I decided I wouldn’t invest so much in my speeches in the future, “It isn’t worth the pain,” I thought.
I remember when I spoke, I got my outline mixed up and had to do what I had planned to do in the beginning at the end. I felt like I repeated myself but apparently on that day repetition was an effective strategy. Most importantly, I managed to remember the statistics on loneliness.
Here is some of what I said:
Scientific American reports 60% of Americans experience loneliness on a regular basis.
Americans are lonely in boardrooms, classrooms, restaurants, movie theaters: everywhere, people are lonely – even when surrounded by others.
Loneliness is one of those “untalkaboutables” people don’t bring up. Your shutting down may have looked like my shutting down when I told my closest friend I was feeling painfully lonely, but she didn’t understand. She believed that since I had children and a handful of friends I do activities with, it was impossible to be lonely.
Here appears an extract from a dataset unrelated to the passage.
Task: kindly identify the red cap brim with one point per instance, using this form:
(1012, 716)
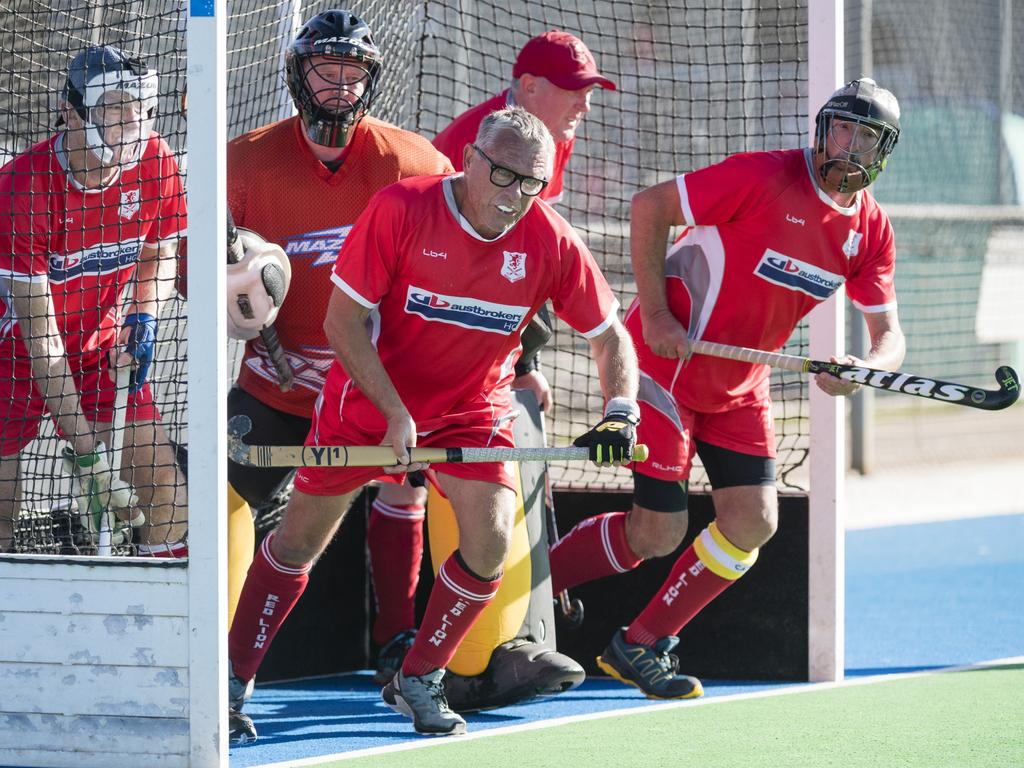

She lobbed a healthy dose of shame in response to my confession.
I think I gave my original speech some time in November, close to two months ago. It has taken all this time for me to respond with a hearty “hell, yes” to the Universe.
My call is to work toward eradicating loneliness. My task is to continue the conversation, no matter how scary it is or how vulnerable I become in bringing it up.
I was surprised to find this poem on my old blog yesterday, a poem I don’t remember writing but still sounds much like the me-of-recently.
real she knows is
it would surprise
some to know. Some
one friend who
was startled she
felt left out
and hurt and discouraged
arriving to an event
where the others had
gathered. perfectly content
so what is real?
“my feelings are
hurt. I’ll get over it.
I always do. for now
I prefer to sit here
alone.” again. as in
the other times.
she could trust
Today isn’t the day for chirpy tips on how to not be lonely.
It is a day, instead, for contemplative reflection.
Take this prompts as a way to remember both loneliness and connection.
Tune into loneliness as a way to know it more clearly from a space of love.
Tune into connection so you may invite increased connection into your life experience and multiply connection out with and beside others.
Prompt: I remember feeling lonely, back when….(re-create a moment of loneliness in written, spoken (into your video camera) or in a piece of expressive visual art).
Prompt: I remember deep connection in the moment I.….(re-create a moment of deep connection in written, spoken (into your video camera) or in a piece of expressive visual art).